Я взглянула на него безжизненно, в отчаянии даже забыв восхититься его красотой.
— Не надо, Флоранс, — взмолился он, изменившись в лице. — Не надо так, это еще не конец.
— А что же это, если не он? — разрыдалась я, не выдержав накопившегося внутри болезненного отчаяния. — Это, — сердито обвела я кухню рукой, — все, что у меня есть! До самой старости!
— Это не так, — упрашивал он ломким голосом.
Мое лицо в его ладонях, так близко вспыхнувшие огнем глаза. Но все, чего я сейчас хотела — это чтобы он дал мне побыть одной, перестал меня истязать. Быть рядом и не иметь возможности быть вместе — худшее из зол.
— Именно так, — спорила я навзрыд, устав от самообмана и несбывшихся ожиданий.
Кристав молчал, лишь его яркие волчьи глаза напряженно страдали вместе со мной, горя все сильнее и сильнее, что могло обернуться для всех катастрофой.
— Так больше нельзя… — покачала я головой, и омертвение разлилось в моей груди, действуя почти как анестезия. — Ты должен уйти…
Криставиан понял, что я имею в виду полный разрыв, и его лицо, исказившись в гримасе боли, смертельно побледнело.
— Нет, Флоранс, — опешил он в шоке, — пожалуйста, не поступай с нами так, — в дрогнувшем голосе прозвучало столько страсти, что она пронзила меня насквозь как кинжал.
Будто решалась его судьба: я разбивала не только свое сердце, но и его. Лишала будущего, которое он рисовал в своих розовых мечтах. И которому, как и моему, не суждено было сбыться.
Желтые глаза разгорелись с такой интенсивностью, какой я ни разу еще не видела. Ожесточились, опасно наполнились злобой. Огонь клубился, пылал внутри, как два портала в ад.
Дыхание стало обрывистым, словно парню не хватало воздуха, а черты заострились. Пальцы, которыми он вцепился в мои поникшие плечи, вибрировали от напряжения.
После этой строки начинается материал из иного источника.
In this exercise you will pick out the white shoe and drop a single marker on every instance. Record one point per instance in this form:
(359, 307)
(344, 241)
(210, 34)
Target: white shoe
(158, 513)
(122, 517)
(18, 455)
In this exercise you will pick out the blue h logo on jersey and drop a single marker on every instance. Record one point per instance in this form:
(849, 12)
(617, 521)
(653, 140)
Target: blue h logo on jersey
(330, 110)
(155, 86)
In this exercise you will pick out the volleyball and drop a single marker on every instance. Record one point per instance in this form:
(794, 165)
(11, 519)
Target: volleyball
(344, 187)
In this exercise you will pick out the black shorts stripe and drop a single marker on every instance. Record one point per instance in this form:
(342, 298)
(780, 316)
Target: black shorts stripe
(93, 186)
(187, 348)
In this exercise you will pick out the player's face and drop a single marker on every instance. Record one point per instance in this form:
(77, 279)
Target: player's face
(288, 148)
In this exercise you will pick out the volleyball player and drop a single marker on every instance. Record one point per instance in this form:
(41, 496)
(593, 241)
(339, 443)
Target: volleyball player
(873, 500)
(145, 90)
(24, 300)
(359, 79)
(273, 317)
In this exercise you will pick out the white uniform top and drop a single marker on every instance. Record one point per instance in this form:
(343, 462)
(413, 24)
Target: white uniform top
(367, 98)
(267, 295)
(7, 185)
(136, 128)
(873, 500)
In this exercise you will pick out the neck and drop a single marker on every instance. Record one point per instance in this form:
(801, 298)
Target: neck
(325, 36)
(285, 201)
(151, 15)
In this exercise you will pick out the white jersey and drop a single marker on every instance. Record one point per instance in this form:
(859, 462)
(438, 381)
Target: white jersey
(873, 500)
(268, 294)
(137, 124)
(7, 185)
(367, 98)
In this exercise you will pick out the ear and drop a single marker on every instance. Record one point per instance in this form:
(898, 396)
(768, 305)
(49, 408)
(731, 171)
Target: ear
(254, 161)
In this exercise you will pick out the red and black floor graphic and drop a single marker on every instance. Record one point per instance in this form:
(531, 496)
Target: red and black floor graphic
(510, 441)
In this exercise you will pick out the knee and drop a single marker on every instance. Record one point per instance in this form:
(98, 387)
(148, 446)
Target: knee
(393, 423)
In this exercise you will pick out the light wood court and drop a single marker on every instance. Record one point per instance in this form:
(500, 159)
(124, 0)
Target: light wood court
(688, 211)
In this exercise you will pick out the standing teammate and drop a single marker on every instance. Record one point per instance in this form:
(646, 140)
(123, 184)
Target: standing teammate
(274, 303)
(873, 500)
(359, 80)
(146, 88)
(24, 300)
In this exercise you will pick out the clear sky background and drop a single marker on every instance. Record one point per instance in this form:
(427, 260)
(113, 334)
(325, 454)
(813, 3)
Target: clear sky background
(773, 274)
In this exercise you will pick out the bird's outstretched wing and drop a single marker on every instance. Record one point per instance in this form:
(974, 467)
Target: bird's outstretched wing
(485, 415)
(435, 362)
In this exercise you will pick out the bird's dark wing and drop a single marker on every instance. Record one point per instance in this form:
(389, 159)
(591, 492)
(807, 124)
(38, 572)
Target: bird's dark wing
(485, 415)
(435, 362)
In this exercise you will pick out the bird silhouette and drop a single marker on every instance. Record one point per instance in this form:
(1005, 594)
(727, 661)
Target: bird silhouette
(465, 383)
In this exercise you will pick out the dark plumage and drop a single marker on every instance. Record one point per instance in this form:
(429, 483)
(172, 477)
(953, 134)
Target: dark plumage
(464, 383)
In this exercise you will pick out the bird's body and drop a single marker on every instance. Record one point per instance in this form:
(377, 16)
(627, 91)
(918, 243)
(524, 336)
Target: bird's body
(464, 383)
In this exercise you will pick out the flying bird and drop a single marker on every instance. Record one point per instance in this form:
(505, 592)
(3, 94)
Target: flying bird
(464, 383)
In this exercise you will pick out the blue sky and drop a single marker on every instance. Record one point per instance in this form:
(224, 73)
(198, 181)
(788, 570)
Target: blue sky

— Я должна, — решительно произнесла я, не намеренная больше ни минуты терпеть эту пытку.
Я делала это ради себя. Мне станет легче, если я не буду видеть Криса каждую минуту. Со временем боль притупится и исчезнет, таковы люди.
Я делала это ради него. Одержимая это любовь, ложная или истинная, она пройдет, только если Кристав окажется от меня далеко. Когда он осознает, что эмоции полукровки были преувеличенными.
— Но я не обязан с тобой соглашаться! — прорычал оборотень с такой обжигающей, непререкаемой убежденностью, что мое сердце сжалось в крошечный колючий комочек и провалилось в живот.
Он приподнялся передо мной, полностью встав на колени, схватил лицо, не позволяя отвернуться. Пылающие глаза заглядывали в самую душу, пальцы чертили линии вдоль скул, прослеживали завитушки татуировки.
Жар рук подавлял волю и подчинял себя каждый мой робкий протест, а лицо, прекрасное даже в страдании и гневе, оказывалось все ближе, выдавая намерение, к которому я не была готова, но и не могла противиться.
— Прошу, не лишай нас этого… — Сладкое дыхание проникло в мой рот, завоевывая все мое внимание и лишая рассудка. Незаметно, капля за каплей я таяла в магнетическом огне.
Палец парня нежно приподнял мой подбородок, и я ощутила волну пламени из его приоткрытого чувственного рта, дрожащего от едва сдерживаемой силы. И когда наши губы соприкоснулись, я потеряла себя: протяжно выдохнув, закрыла глаза и потянулась навстречу, не способная контролировать взорвавшиеся эмоции.